Tarihçesi 6. yüzyıllara dayanan hat sanatı, özellikle Müslüman tebaa içinde değer görmüş bir sanat çeşididir. Yakın tarihimizde Osmanlı Devleti ile zirveye ulaşan kadim sanat ile birçok değerli hattat yetişmiştir. Medeniyetimiz için en önemli sanat dallarından birinin olmasının sebebi de özellikle ibadethaneler, imarethaneler, kervansaraylar, mezar taşları, hanlar, hamamlar ve birçok yapıda kullanılmasından ötürüdür. En güzel hat çeşitleri camileri, mescitleri süslemekte, ziyaret edenlerin hayranlığını kazanmaktadır. Halen daha yüzyıllardır varlığını sürdürmeleri ve titizlikle meşk edilen eserlerin mevcudiyetini muhafazası hat sanatına verilen ihtimamın da en temel göstergesi olarak karşımızda durmaktadır. Bu coğrafyada nice hattatlar yetişmiş ve ardında binlerce şaheser bırakarak bu dünyadan göçüp gitmişlerdir. Hattat Hulusi Efendi, Hattat Hafız Osman, Hattat Bakkal Arif Efendi, Hattat Şefik Bey, Şeyh Hamdullah ve daha ismini zikredemediğimiz yüzlerce hattatın ardından bıraktığı en değerli eserleri yolundan giden talebeleri olmuştur. Yaptıkları meşk ile izlerinden giden yeni hattatlar bu değerli sanatın unutulmamasını sağlamıştır.
Bu yazımızda hat sanatına gönül vermiş, Cumhuriyet’in ilk dönemlerine şahitlik etmiş, öz yazının unutulduğu dönemlere vakıf olmuş ve öz yazının yeniden bilinir hale gelmesi için büyük çabalar göstermiş, yaptığı meşkler ile hat sanatına kazandırdığı yüzlerce eserleri olan kıymetli bir hattat hanımefendiden bahsedeceğiz.

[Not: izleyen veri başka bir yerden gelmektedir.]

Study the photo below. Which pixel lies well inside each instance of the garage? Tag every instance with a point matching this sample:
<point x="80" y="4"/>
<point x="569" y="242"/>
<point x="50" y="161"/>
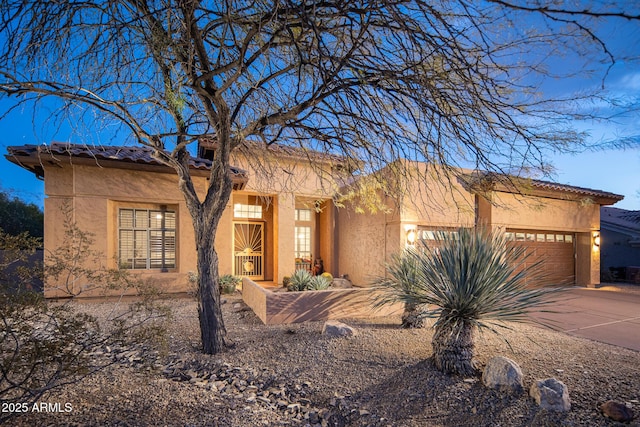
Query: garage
<point x="555" y="249"/>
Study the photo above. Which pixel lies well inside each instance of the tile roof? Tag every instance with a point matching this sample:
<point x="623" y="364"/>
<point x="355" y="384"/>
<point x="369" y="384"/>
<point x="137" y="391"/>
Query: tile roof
<point x="514" y="184"/>
<point x="127" y="154"/>
<point x="621" y="217"/>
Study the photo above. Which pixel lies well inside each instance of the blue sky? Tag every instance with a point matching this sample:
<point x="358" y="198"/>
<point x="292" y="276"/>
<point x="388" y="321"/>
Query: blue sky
<point x="608" y="169"/>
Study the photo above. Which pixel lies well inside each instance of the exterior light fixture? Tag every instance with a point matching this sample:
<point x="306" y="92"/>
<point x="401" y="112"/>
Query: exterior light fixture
<point x="411" y="236"/>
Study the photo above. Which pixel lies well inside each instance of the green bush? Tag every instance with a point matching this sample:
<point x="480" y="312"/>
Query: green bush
<point x="328" y="276"/>
<point x="299" y="281"/>
<point x="318" y="283"/>
<point x="472" y="279"/>
<point x="228" y="283"/>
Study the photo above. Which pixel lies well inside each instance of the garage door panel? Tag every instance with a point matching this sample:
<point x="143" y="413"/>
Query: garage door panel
<point x="554" y="250"/>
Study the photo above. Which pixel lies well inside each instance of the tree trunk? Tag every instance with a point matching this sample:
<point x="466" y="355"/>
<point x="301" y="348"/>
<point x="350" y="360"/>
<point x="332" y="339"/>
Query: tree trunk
<point x="412" y="316"/>
<point x="212" y="330"/>
<point x="454" y="348"/>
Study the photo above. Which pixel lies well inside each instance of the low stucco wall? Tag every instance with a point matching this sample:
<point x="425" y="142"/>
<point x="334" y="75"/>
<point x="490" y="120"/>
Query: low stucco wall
<point x="294" y="307"/>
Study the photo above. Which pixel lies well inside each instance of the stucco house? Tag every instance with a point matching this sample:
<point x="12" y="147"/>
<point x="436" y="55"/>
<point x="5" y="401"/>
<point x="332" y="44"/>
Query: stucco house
<point x="620" y="247"/>
<point x="132" y="204"/>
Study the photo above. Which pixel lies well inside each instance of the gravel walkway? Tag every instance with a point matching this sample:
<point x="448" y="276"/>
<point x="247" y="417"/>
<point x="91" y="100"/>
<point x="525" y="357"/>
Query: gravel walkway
<point x="292" y="375"/>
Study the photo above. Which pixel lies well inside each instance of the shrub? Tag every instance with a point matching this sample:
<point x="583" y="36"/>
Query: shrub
<point x="401" y="279"/>
<point x="319" y="283"/>
<point x="228" y="283"/>
<point x="474" y="279"/>
<point x="299" y="281"/>
<point x="328" y="276"/>
<point x="46" y="345"/>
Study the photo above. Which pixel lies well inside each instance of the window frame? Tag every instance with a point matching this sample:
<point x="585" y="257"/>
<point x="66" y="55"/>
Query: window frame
<point x="143" y="243"/>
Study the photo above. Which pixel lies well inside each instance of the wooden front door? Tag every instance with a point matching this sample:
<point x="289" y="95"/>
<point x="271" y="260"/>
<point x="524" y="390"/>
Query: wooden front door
<point x="248" y="250"/>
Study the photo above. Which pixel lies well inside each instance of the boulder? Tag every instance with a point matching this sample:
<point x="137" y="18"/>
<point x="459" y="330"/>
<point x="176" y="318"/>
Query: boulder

Hattat Hafız Müşerref Çelebi, I. Dünya Savaşı’nın devam ettiği yıllarda, 1915 senesinde Konya’da dünyaya gelmiştir. Ailesinde çok kıymetli ilim erbablarının olması neticesi eğitim hayatı henüz çok küçük yaşlarda başlamıştır. Büyük dedesi Ahmed Kutsi Efendi, kırk bin hadis-i şerifi ezbere bilen, bu alanda beş eser vermiş devrinin kıymetli âlimlerindendir. Yine dedesi Mehmed Hulusi Efendi de hafız olarak çokça talebe yetiştirmiş ve hafızlara gönül vermiş bir âlimdir. Bu güzel insanların bereketi neticesi ailesinden çok kıymetli insanlar yetişmiştir. Binlerce insanın gönlüne dokunmuş Merhum Musa Topbaş Hoca Efendi, Müşerref Hanım’ın erkek kardeşidir. Böylesi kıymetli aile fertlerine sahip olmak elbette ki,
büyük bir ayrıcalıktır. Ancak savaş dönemine denk gelmesi sebebi ile de bir takım mahrumiyetler yaşanması da kaçınılmazdır.
Hattat Müşerref Çelebi, iki yaşındayken ailesi ile birlikte İstanbul’a göç etmiştir. Erenköy civarına yerleşerek yeni meskenlerinde hayatlarını sürdürmeye başlamışlardır. Kalabalık bir aile olarak birlikte büyük bir konakta hayatlarına devam etmişlerdir. Savaş dönemine denk geldiğinden çocuklar için evleri mektep olmuş, babası Ahmed Hamdi Topbaş ve annesi Adile Hanım eğitimleri hususunda büyük ihtimam göstermiştir.